Chip Faulkner's after-action report:
The Joint Committee on Revenue


Chip Faulkner's CLT Commentary

Again this past Tuesday I was back before the Joint Committee on Revenue, as I was on June 6th.  My purpose last month was to oppose a bill that would freeze the income tax rate at 5.1%.  This week’s hearing, in B-2 at the State House, had four bills listed on the agenda to reduce the income tax rate to 5%.

This being July an experienced State House watcher would hardly expect all 17 members of the Revenue Committee to be at the hearing, although I suspect all 17 were at the State House in January to vote on their obscene pay hike.  Only four committee members were present, despite the huge bump in pay for its chairmen, assistant chairmen, etc.  At least one was a taxpayer-friendly legislator, Rep. Shawn Dooley (R-Norfolk) who received a 93% in the most recent CLT rating.
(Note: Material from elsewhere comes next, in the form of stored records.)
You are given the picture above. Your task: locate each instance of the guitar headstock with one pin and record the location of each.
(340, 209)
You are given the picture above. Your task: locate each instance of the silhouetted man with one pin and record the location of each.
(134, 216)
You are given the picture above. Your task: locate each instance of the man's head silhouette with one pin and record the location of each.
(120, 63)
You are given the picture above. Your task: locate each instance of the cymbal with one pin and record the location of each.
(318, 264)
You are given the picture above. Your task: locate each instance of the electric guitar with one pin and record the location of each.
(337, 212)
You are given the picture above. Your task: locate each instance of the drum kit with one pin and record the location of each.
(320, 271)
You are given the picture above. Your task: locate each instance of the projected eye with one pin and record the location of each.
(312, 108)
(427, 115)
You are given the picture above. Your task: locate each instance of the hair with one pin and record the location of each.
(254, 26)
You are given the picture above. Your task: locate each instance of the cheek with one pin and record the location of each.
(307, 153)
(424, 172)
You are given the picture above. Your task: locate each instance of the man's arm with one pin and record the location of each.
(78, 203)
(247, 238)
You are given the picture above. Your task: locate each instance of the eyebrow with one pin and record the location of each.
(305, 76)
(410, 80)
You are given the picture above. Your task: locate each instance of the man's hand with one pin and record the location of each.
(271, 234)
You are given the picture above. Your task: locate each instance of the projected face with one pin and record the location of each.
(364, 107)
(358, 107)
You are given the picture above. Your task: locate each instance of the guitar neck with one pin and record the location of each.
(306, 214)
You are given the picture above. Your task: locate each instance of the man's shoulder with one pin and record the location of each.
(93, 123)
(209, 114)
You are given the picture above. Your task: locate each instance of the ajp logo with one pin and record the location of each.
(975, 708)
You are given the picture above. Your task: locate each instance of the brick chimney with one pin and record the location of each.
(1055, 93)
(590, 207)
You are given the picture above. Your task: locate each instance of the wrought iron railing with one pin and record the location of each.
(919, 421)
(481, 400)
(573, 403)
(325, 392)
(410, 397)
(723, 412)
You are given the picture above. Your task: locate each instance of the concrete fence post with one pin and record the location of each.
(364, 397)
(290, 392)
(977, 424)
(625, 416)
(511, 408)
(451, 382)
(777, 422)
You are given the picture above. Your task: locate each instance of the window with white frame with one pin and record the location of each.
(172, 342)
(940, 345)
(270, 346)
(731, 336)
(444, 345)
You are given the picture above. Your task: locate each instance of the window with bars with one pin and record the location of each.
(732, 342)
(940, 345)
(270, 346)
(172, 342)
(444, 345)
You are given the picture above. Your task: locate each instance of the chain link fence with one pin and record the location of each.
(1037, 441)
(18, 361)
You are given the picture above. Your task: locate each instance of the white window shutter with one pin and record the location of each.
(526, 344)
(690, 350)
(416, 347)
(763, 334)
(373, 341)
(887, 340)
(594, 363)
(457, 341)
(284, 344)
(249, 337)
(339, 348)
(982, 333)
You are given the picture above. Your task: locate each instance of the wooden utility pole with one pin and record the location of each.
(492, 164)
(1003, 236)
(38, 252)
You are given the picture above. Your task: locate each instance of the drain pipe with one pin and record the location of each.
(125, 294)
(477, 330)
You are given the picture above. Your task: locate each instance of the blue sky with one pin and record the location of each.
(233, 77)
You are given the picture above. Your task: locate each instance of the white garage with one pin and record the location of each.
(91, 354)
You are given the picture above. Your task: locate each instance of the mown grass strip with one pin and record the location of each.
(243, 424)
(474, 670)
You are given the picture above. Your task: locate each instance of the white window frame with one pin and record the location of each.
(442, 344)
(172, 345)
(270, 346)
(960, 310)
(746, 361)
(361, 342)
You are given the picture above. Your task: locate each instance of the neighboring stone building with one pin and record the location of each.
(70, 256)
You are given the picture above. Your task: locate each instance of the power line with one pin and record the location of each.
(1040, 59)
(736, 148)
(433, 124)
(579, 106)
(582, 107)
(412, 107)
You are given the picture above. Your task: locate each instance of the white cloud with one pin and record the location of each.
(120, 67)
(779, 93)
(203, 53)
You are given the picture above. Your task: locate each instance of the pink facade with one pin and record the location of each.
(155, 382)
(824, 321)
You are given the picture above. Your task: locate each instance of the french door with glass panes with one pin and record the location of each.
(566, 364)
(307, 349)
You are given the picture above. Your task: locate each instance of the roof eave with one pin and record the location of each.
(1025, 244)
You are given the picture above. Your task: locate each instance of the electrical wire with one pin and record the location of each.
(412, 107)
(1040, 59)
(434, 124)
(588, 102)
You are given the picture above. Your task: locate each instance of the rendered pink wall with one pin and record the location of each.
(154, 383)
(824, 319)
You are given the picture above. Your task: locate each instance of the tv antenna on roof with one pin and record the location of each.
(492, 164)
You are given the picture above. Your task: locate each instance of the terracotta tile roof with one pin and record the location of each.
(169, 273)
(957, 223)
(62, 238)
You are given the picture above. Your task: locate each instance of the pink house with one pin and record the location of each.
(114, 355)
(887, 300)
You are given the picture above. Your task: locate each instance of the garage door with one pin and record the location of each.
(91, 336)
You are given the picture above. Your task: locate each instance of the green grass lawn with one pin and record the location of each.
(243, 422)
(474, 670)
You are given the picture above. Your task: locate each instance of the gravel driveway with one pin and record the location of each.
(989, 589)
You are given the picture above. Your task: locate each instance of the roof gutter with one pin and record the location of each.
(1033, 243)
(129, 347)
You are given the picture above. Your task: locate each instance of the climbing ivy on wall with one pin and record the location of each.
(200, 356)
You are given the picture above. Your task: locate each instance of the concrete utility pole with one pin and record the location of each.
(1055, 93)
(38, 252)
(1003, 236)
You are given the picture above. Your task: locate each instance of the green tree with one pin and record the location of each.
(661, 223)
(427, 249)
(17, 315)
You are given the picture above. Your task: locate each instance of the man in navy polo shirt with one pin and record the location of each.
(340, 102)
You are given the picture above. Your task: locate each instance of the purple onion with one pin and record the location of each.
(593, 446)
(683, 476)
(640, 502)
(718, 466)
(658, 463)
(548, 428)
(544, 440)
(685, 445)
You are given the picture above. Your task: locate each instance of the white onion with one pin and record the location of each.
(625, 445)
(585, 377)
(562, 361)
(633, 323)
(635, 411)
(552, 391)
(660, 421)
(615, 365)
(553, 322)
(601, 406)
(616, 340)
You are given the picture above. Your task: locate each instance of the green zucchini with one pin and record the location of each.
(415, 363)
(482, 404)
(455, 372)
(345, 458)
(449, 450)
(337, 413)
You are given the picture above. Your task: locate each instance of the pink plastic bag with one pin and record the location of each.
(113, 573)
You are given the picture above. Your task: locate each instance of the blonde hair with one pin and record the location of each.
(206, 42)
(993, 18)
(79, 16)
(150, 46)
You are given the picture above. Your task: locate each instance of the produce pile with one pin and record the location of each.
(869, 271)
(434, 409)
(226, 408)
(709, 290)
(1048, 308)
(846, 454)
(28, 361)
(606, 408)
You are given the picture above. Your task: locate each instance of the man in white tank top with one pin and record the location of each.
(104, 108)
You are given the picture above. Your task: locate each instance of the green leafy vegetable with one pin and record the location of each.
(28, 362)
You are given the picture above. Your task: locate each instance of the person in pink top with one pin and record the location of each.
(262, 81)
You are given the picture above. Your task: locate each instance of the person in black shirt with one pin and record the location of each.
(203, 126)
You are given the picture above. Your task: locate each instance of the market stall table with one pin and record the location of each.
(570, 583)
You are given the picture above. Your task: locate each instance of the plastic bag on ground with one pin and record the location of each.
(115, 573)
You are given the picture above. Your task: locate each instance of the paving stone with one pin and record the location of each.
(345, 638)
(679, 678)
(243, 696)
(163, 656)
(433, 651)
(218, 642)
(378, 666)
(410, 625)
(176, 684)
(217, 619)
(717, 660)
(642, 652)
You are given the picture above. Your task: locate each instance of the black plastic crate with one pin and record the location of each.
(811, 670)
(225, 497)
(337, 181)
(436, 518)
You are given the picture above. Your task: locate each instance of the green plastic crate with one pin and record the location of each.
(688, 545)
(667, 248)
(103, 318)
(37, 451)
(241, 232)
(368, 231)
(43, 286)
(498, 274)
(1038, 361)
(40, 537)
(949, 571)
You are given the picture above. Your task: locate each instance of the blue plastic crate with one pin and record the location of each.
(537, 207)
I pointed out to those of the committee in attendance that it has now been 28 years since the income tax rate was hiked “temporarily.”  I handed out the collage of press reports produced by CLT that promised at that time the tax increase would be only “temporary.”  Frustrated by the delay in the return to 5%, CLT put the question on the ballot in 2000.  The voters, by an almost 60-40 margin, dropped it back to 5% by 2003.  The Legislature then defied the voters and “froze” the tax rate at 5.3%, replaced the voters’ will with its own convoluted formula to let it glacially fall back down in the eons to follow.  These facts were casually reiterated by me with no signs of discomfort from committee members.

I closed my testimony to those in attendance with this poignant passage that Chip Ford had remembered about Barbara and passed on to me to include:

Some ten years ago long before she knew she had leukemia Barbara Anderson said she wondered if she’d live long enough to see the “temporary” tax hike ever restored to its historic 5 percent, despite “The Promise” and despite the 2000 rollback ballot question’s success.

She didn’t, and a lot of others haven’t either.

It’s been 28 years since that tax was hiked “temporarily,” a generation.  How many more must die before the “temporary” tax hike is finally rolled back to five percent?

After my testimony, there were no questions from the Committee.  I said, “No questions?  I guess this means you agree with me.”  The response was more silence.